Starting with version 0.3.4, changelogs are automatically generated using Release Please based on Conventional Commits. See CHANGELOG.md for the full changelog.

Recent Changes

  • 0.3.3
    • Fix: decouple base URL and OAuth audience configuration to avoid unintended coupling between environments.
  • 0.3.2
    • Improve 401 Unauthorized diagnostics: PulseAPIError now includes AWS API Gateway hints when available (e.g., www-authenticate, x-amzn-errortype, apigw-requestid).
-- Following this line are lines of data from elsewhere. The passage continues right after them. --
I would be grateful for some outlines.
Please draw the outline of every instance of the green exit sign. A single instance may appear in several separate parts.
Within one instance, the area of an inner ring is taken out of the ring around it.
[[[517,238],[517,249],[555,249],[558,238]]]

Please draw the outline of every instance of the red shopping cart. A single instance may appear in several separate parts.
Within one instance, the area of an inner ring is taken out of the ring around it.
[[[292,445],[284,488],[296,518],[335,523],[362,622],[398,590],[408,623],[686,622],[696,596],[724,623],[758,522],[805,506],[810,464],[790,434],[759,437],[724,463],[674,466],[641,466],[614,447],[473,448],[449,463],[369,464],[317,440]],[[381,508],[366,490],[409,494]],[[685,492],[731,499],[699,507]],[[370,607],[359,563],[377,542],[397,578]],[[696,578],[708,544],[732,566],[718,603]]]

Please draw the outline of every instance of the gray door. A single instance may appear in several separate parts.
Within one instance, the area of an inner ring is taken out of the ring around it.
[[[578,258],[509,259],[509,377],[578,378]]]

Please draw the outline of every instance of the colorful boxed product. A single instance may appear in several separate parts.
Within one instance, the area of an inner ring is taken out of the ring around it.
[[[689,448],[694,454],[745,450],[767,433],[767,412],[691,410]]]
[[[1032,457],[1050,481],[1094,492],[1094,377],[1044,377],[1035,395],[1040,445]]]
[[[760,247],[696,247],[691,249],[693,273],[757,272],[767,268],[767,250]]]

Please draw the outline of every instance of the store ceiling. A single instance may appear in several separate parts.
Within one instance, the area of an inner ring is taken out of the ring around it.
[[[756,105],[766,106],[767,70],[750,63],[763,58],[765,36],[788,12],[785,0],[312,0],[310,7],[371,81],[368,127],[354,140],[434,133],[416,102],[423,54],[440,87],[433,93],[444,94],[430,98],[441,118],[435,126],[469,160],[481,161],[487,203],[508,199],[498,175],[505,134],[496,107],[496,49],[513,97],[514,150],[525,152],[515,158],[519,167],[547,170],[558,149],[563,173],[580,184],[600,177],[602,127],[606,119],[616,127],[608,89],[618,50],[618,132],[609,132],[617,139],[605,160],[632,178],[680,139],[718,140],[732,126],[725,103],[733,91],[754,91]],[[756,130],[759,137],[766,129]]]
This makes it easier to troubleshoot token and audience issues.

Features

  • Low‑level CoreClient for direct API calls: embeddings, similarity, themes, clustering, sentiment, summaries, extractions
  • Usage reporting surfaced on all responses (resp.usage_total, resp.usage_records_by_feature())
  • High‑level Analyzer for orchestrating multi‑step workflows with caching
  • Built-in processes: ThemeGeneration, ThemeAllocation, SentimentProcess, Cluster
  • Result helpers: pandas DataFrame conversion, summaries, visualizations (bar charts, scatter, dendrogram)
  • On‑disk and in‑memory caching via diskcache
  • First-class interop with pandas, NumPy, and scikit‑learn

Documentation

First-Time Setup (Developers)

Use Python 3.8+ and a virtual environment.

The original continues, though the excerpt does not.